The UK has taken a new step towards regulating crypto assets, with the lower house of parliament adding crypto assets to the list of activities that would be regulated by the upcoming Financial Services and Markets Bill. The Bill will also issue rules to govern stable coin payments.
The UK has held positive views on cryptocurrencies, though not accepting them as legal tender. The current inclusion of crypto will add them to the list of financial instruments or services to be regulated. The Bill will be the first attempt to include crypto assets under the scope of regulation.

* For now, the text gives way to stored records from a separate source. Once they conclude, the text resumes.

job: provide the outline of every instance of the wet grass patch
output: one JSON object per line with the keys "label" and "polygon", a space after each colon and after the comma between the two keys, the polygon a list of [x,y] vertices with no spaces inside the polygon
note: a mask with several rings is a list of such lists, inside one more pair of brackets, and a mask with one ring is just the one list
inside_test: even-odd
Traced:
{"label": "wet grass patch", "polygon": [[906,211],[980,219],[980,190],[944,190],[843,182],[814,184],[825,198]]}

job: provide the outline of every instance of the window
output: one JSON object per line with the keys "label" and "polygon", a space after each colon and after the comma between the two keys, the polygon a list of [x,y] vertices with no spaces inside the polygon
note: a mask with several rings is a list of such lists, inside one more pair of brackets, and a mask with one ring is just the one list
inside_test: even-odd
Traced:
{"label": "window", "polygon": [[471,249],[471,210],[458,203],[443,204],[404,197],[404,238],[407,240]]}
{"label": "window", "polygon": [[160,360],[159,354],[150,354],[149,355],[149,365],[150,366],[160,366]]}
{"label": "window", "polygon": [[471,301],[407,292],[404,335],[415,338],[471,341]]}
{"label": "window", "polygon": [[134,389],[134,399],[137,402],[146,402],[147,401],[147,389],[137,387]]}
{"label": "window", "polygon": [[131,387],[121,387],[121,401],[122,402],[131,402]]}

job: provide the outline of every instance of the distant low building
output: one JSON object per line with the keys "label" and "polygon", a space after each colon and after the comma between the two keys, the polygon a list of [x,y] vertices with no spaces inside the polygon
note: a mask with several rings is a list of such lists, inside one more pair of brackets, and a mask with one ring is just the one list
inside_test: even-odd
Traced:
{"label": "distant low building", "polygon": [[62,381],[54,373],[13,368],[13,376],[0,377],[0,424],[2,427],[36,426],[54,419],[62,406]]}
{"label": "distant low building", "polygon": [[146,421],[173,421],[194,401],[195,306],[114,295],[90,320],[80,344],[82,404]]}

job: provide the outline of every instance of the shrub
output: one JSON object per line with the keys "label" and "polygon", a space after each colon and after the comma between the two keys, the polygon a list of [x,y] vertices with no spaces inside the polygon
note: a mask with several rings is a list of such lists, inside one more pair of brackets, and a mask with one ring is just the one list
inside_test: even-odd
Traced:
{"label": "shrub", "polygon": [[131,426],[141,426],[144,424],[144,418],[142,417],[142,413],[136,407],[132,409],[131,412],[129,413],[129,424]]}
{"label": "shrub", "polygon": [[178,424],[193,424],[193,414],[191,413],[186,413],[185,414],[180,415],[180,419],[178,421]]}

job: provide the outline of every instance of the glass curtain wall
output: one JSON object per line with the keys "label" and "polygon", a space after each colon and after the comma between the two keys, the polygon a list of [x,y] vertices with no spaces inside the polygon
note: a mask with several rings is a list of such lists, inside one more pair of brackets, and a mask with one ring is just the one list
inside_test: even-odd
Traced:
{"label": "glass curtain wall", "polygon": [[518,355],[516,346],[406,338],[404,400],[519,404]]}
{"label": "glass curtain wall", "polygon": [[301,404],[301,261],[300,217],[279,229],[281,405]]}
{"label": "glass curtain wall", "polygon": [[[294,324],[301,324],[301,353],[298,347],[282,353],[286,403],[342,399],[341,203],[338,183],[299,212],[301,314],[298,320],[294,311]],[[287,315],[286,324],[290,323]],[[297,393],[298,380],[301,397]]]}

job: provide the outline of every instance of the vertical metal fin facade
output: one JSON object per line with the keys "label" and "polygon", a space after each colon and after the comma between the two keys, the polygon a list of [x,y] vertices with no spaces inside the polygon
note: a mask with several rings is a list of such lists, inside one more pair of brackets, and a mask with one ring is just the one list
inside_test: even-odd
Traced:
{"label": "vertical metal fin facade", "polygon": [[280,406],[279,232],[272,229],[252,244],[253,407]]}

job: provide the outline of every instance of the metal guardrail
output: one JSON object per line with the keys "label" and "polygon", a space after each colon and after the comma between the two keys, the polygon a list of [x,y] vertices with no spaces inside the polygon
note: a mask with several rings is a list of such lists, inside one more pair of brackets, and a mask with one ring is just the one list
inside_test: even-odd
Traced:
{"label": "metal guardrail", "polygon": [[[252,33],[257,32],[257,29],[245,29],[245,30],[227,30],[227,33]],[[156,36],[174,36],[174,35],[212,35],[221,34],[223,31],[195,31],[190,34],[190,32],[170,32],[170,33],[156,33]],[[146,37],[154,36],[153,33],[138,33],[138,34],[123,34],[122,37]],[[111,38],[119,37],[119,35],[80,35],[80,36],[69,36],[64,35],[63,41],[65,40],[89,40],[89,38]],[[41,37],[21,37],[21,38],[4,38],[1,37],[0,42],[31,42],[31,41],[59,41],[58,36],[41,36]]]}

Currently in the UK, crypto transactions are taxes on two aspects – for capital gains and as income. The capital gains arise while selling off crypto assets during trading, NFT trading, selling airdrop tokens or during trades on liquidity pools. The income categories include mining, yield farms, staking, airdrops, lending and those related to forks and nodes.
There are two government agencies concerned with taxing crypto – the HM Revenue and Customs, and the Financial Conduct Authority (FCA). All crypto businesses need to register with the FCA and comply with its anti-money laundering regulations and supervision. FCA also requires KYC on central exchanges, and monitors crypto advertising.
Once the draft bill is final and approved by the Upper House and made into law, crypto assets will become part of the Financial Services and Markets Act 2000. Before that, the UK Treasury will hold consultations with the crypto players and related parties to address both the benefits and risks associated with crypto transactions.
Interesting fact: The UK has the largest number of Bitcoin ATMs
According to FinanceMagnates, the UK is Europe’s largest investor in crypto assets, with £126bn estimated value of transactions in 2021.